I was referring to this specifically, from the Windows SDK documentation:

"Avoid ISAPI filters - Avoid ISAPI filters unless adding an ISAPI filter is absolutely necessary to your application architecture. You should especially avoid filters that perform processing on raw incoming or outgoing data, or do the main processing on requests. In other words, filters that intercept requests in order to build complex responses should be avoided. In general, the only response that a filter should ever send are error responses. For example, an authentication filter might send a 401 response back to the client. If you determine that a filter is absolutely necessary, be sure to carefully optimize the main code paths through the filter event notification code."

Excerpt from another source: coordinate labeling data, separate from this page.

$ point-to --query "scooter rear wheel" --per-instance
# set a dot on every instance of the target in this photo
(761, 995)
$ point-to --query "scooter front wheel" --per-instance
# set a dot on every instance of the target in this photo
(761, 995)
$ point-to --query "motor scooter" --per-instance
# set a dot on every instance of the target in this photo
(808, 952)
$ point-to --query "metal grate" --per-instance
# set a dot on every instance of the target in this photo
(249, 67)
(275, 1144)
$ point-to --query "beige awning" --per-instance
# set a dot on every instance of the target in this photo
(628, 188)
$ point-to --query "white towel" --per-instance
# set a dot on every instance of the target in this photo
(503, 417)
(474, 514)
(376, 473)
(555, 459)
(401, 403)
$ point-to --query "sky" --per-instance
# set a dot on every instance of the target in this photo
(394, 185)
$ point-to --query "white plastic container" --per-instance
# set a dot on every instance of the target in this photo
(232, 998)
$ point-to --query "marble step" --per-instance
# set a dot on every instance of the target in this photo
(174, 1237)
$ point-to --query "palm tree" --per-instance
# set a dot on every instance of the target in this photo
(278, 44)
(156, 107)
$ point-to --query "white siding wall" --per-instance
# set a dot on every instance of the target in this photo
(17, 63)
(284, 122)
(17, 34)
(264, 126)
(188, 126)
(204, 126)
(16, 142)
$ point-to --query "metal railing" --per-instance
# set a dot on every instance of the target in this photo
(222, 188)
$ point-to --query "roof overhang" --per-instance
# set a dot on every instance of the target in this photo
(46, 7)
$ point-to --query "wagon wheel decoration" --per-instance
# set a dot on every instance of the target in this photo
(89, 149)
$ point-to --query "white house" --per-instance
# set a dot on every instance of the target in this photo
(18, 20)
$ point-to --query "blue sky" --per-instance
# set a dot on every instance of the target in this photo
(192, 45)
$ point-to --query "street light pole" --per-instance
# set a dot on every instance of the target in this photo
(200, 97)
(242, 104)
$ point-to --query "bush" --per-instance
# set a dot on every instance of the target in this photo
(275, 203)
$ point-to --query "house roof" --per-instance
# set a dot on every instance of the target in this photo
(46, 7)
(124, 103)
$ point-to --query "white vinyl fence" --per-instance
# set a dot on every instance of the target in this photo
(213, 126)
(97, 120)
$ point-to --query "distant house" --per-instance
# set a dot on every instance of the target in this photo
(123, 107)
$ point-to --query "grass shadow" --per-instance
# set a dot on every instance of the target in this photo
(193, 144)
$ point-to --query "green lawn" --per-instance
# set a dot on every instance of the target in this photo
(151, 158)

All I know of ISAPI development is what I've learned in the past three days, which isn't much (ISAPI code is a little offputting to me). I just wondered if there was a particular technical reason that IIRF is a filter rather than an extension.

Coordinator
Aug 11, 2009 at 6:47 PM

IIRF is a filter because it needs to be present as part of IIS in order to perform the functions it performs.  It is not an application.  It does not do the main processing on requests.  It does not produce complex responses.  It does maniupate and route requests within the IIS server, and for that purpose, a filter is the right tool.

I disagree with the statement in th Windows SDK documentation that the only response that a filter should ever send is an error response.    That seems artificially limiting.

Aug 11, 2009 at 7:58 PM

The Windows SDK documentation leaves a lot to the imagination anyway (at least to mine), so it's not such a stretch to believe there's something in there that just doesn't make sense.